Brent McClanahan

No. 33
- Position: Running back

Personal information
- Born: September 21, 1951 (age 74) Bakersfield, California, U.S.
- Listed height: 5 ft 10 in (1.78 m)
- Listed weight: 202 lb (92 kg)

Career information
- High school: South (CA)
- College: Arizona State
- NFL draft: 1973: 5th round, 118th overall pick

Career history
- Minnesota Vikings (1973–1979);

Career NFL statistics
- Rushing attempts: 367
- Rushing yards: 1,207
- Rushing touchdowns: 6
- Stats at Pro Football Reference

= Brent McClanahan =

American football player (born 1952)

Brent McClanahan (born September 21, 1952) is an American former professional football player who was a running back for seven seasons with the Minnesota Vikings of the National Football League (NFL). He played college football for the Arizona State Sun Devils. After his playing career, he became a teacher.

==Career==

Brent McClanahan played for the Minnesota Vikings, until his retirement. His contract was cut short because of injuries. His jersey number was #33.

==NFL career statistics==

Legend
| Bold | Career high |

===Regular season===

| Year | Team | Games |  | Rushing |  |  |  |  | Receiving |  |  |  |  |
| GP | GS | Att | Yds | Avg | Lng | TD | Rec | Yds | Avg | Lng | TD |
| 1973 | MIN | 13 | 0 | 17 | 69 | 4.1 | 10 | 0 | 0 | 0 | 0.0 | 0 | 0 |
| 1974 | MIN | 14 | 0 | 9 | 41 | 4.6 | 14 | 1 | 3 | 35 | 11.7 | 17 | 0 |
| 1975 | MIN | 12 | 3 | 92 | 336 | 3.7 | 15 | 0 | 18 | 141 | 7.8 | 38 | 1 |
| 1976 | MIN | 13 | 13 | 130 | 382 | 2.9 | 19 | 4 | 40 | 252 | 6.3 | 23 | 1 |
| 1977 | MIN | 14 | 14 | 95 | 324 | 3.4 | 18 | 1 | 34 | 276 | 8.1 | 23 | 2 |
| 1978 | MIN | 13 | 0 | 10 | 26 | 2.6 | 22 | 0 | 2 | 11 | 5.5 | 7 | 0 |
| 1979 | MIN | 16 | 0 | 14 | 29 | 2.1 | 9 | 0 | 10 | 57 | 5.7 | 9 | 0 |
|  |  | 95 | 30 | 367 | 1,207 | 3.3 | 22 | 6 | 107 | 772 | 7.2 | 38 | 4 |

===Playoffs===

| Year | Team | Games |  | Rushing |  |  |  |  | Receiving |  |  |  |  |
| GP | GS | Att | Yds | Avg | Lng | TD | Rec | Yds | Avg | Lng | TD |
| 1974 | MIN | 3 | 0 | 0 | 0 | 0.0 | 0 | 0 | 0 | 0 | 0.0 | 0 | 0 |
| 1975 | MIN | 1 | 0 | 4 | 22 | 5.5 | 13 | 1 | 0 | 0 | 0.0 | 0 | 0 |
| 1976 | MIN | 3 | 3 | 24 | 106 | 4.4 | 41 | 0 | 3 | 29 | 9.7 | 15 | 0 |
| 1978 | MIN | 1 | 0 | 0 | 0 | 0.0 | 0 | 0 | 0 | 0 | 0.0 | 0 | 0 |
|  |  | 8 | 3 | 28 | 128 | 4.6 | 41 | 1 | 3 | 29 | 9.7 | 15 | 0 |

==Personal life==

Brent played football for Arizona State University prior to playing professionally.

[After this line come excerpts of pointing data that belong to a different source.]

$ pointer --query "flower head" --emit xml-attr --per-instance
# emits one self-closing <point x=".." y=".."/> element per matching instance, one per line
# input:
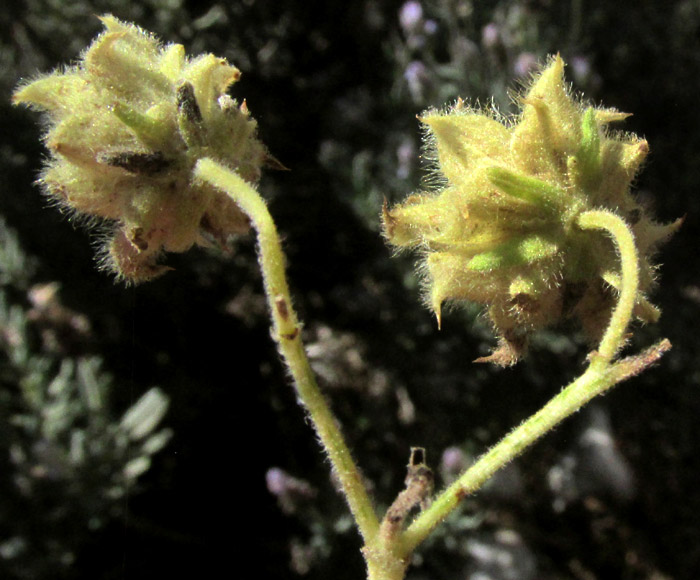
<point x="502" y="230"/>
<point x="126" y="126"/>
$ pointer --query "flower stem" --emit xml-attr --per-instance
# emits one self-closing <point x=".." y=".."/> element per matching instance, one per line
<point x="286" y="331"/>
<point x="600" y="375"/>
<point x="614" y="336"/>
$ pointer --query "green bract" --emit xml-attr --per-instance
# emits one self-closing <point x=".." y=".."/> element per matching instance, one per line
<point x="503" y="230"/>
<point x="126" y="127"/>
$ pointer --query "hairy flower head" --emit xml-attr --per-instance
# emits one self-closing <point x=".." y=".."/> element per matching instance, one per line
<point x="126" y="126"/>
<point x="502" y="229"/>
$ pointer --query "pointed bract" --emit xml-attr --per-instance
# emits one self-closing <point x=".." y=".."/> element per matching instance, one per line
<point x="502" y="230"/>
<point x="126" y="126"/>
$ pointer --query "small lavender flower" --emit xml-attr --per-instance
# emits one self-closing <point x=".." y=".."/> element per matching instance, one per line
<point x="411" y="16"/>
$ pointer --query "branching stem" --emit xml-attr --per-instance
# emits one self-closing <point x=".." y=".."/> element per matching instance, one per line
<point x="286" y="331"/>
<point x="601" y="375"/>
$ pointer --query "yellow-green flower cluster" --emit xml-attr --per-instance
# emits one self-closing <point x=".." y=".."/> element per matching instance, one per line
<point x="126" y="126"/>
<point x="502" y="230"/>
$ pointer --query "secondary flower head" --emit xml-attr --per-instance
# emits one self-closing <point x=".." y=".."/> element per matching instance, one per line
<point x="502" y="230"/>
<point x="126" y="126"/>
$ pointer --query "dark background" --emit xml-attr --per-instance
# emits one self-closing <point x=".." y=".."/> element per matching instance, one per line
<point x="331" y="86"/>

Brent is now a Computer Applications teacher at his alma mater South High School and has two daughters and two sons that attended South High as well. One of his two sons, Brent II is currently living in California.

He has earned bachelor's degrees in agribusiness and business administration, and a masters in curriculum education. He earned his teaching credential from CSU Bakersfield.

He has been awarded the NFL Teacher of the Year and has been inducted into the Bob Elias Hall of Fame and the South High School Hall of Fame.